Ed è proprio nel contribuire a disegnare questa cornice, e cioè i caratteri dell’autonomia provinciale, che il ruolo di Magnago è stato centrale. In questo percorso, due sono i momenti ben impressi nella memoria collettiva dei sudtirolesi, con Magnago quale indiscusso protagonista. Il primo è quello del 17 novembre 1957, quando più di 30.000 sudtirolesi provenienti da tutta la provincia si ritrovano a Castel Firmiano per gridare la propria insoddisfazione verso il primo Statuto di autonomia che, mettendo al centro la Regione e assegnandone le chiavi a Trento, era visto più come un mezzo per la prosecuzione della vecchia politica di snazionalizzazione che come strumento di garanzia della popolazione di lingua tedesca. È in quell’occasione che Magnago, al suono del “Los von Trient”, si impone definitivamente come la nuova guida del partito, segnando il tramonto della vecchia leadership dell’Svp considerata troppo debole e rinunciataria. E’ una dimostrazione di forza che costringe Roma alle trattative, ma è anche una valvola di sfogo di tensioni accumulatesi pericolosamente negli anni precedenti.
Il secondo momento è la notte del 22 novembre 1969, quando il carisma di Magnago risulta decisivo nel far approvare dal congresso dell’Svp, seppure a stretta maggioranza, il Pacchetto di misure a tutela della minoranza, che avrebbe costituito il secondo Statuto di autonomia. Con il passare degli anni, questi due momenti, il 1957 e il 1969, hanno assunto un carattere mitico nel racconto della recente storia del Sudtirolo. Ma è forse in ciò che sta in mezzo a quelle due date che va ricercato il merito maggiore di Magnago, ovvero quello di aver condotto un lungo, difficile, ostinato confronto con Roma, capace, grazie a entrambi gli interlocutori, di approdare a un esito positivo, nonostante le iniziali incomprensioni, le tensioni e le bombe.
Nel 1992 Magnago lascia la guida del partito e lo stesso anno, con il rilascio della quietanza liberatoria, si chiude davanti all’Onu la lunga vertenza sudtirolese. E’ il “secolo breve” che finisce, anche in Alto Adige, con una perfetta coincidenza tra la storia mondiale, la piccola storia locale e la vicenda politica di Magnago.

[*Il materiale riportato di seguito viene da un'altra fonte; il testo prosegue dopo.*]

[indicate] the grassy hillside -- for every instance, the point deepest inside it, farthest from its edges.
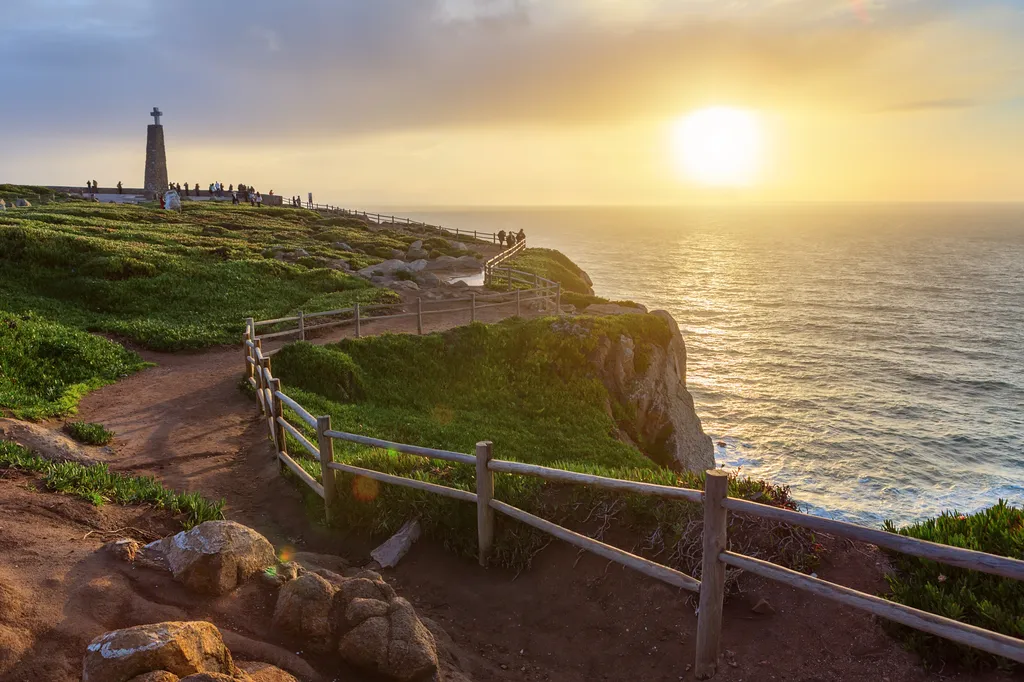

Oggi le problematiche che si presentano al mondo politico sono molto diverse da quelle con cui Magnago si è dovuto confrontare. Lui ha lavorato all’interno di un’ottica novecentesca, per costruire un modello di convivenza di gruppi linguistici (anzi, etnici) ben distinti e separati, dai confini facilmente tracciabili. Un modello che ci ha consentito di giungere pacificamente alla realtà odierna, profondamente diversa, con una società dai confini più labili, da cui provengono richieste nuove, come quella di una maggiore integrazione, e nuove sfide, come l’immigrazione.
Le prove che Magnago ha saputo affrontare sono state tutt’altro che facili, ma quelle che attendono l’attuale e la futura classe politica non saranno da meno.